2
votes

I'd like to train a neural network in Python and Keras using a metric learning custom loss function. The loss minimizes the distances of the outputs for similar inputs and maximizes the distances between dissimilar ones. The part considering similar inputs is:

# function to create a pairwise similarity matrix, i.e
# L[i,j] == 1 for similar samples i, j and 0 otherwise
def build_indicator_matrix(y_, thr=0.1):
    # y_: contains the labels of the samples,
    # samples are similar in case of same label

    # prevent checking equality of floats --> check if absolute
    # differences are below threshold
    lbls_diff = K.expand_dims(y_, axis=0) - K.expand_dims(y_, axis=1)
    lbls_thr = K.less(K.abs(lbls_diff), thr)
    # cast bool tensor back to float32
    L = K.cast(lbls_thr, 'float32')

    # POSSIBLE WORKAROUND
    #L = K.sum(L, axis=2)

    return L

# function to compute the (squared) Euclidean distances between all pairs
# of samples, store in DIST[i,j] the distance between output y_pred[i,:] and y_pred[j,:]
def compute_pairwise_distances(y_pred):
    DIFF = K.expand_dims(y_pred, axis=0) - K.expand_dims(y_pred, axis=1)
    DIST = K.sum(K.square(DIFF), axis=-1)    
    return DIST

# function to compute the average distance between all similar samples
def my_loss(y_true, y_pred):
    # y_true: contains true labels of the samples
    # y_pred: contains network outputs

    L = build_indicator_matrix(y_true)    
    DIST = compute_pairwise_distances(y_pred)
    return K.mean(DIST * L, axis=1)

For training, I pass a numpy array y of shape (n,) as target variable to my_loss. However, I found (using the computational graph in TensorBoard) that the tensorflow backend creates a 2D variable out of y (displayed shape ? x ?), and hence L in build_indicator_matrix is not 2 but 3-dimensional (shape ? x ? x ? in TensorBoard). This causes net.evaulate() and net.fit() to compute wrong results.

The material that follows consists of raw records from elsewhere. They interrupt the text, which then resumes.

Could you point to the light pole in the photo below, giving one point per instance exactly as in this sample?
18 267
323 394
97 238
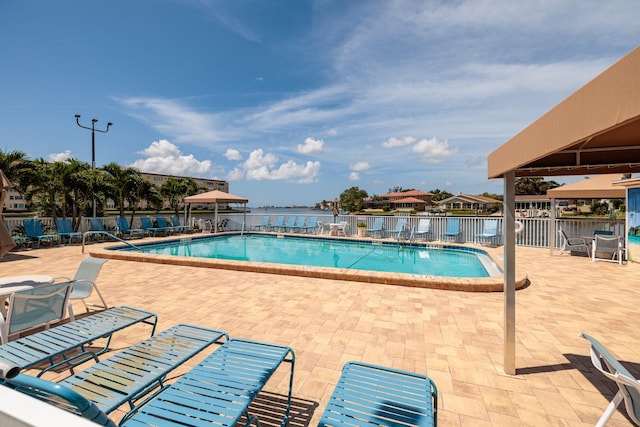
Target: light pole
93 145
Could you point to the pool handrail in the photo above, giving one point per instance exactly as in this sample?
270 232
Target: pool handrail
106 233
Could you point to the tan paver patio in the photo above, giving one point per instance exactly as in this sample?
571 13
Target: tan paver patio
454 337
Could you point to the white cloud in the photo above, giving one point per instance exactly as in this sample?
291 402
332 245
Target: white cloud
179 121
360 166
311 146
260 167
232 154
60 157
433 151
398 142
166 158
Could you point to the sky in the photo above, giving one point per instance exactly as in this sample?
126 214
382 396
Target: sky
295 101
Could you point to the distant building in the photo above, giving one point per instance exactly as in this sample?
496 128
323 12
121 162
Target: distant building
15 201
407 200
468 202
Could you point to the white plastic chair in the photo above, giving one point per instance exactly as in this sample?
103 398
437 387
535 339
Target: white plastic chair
34 307
84 284
606 248
628 386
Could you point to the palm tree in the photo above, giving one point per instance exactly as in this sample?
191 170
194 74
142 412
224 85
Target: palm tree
123 181
144 190
12 163
173 190
77 183
43 183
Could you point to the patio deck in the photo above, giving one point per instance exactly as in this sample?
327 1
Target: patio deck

Why does tensorflow create a 2D rather than a 1D array? And how does this affect net.evaluate() and net.fit()?

As quick workarounds I found that either replacing the build_indicator_matrix() with static numpy code for computing L , or collapsing the "fake" dimension with the line L = K.sum(L, axis=2) solves the problem. In the latter case, however, the output of K.eval(build_indicator_matrix(y)) is of only of shape (n,) and not (n,n), so I do not understand why this workaround still yields correct results. Why does tensorflow introduce an additional dimension?

My library versions are:

  • keras: 2.2.4
  • tensorflow: 1.8.0
  • numpy: 1.15.0
1

1 Answers

0
votes

This is because evaluate and fit work in batches. The first dimension you see in tensorboard is the batch dimension, unknown in advance and therefore denoted ?. When using custom metrics, remember the tensors (y_true and y_pred) you get are the ones corresponding to the batch.

For more info, show us how you call both those functions.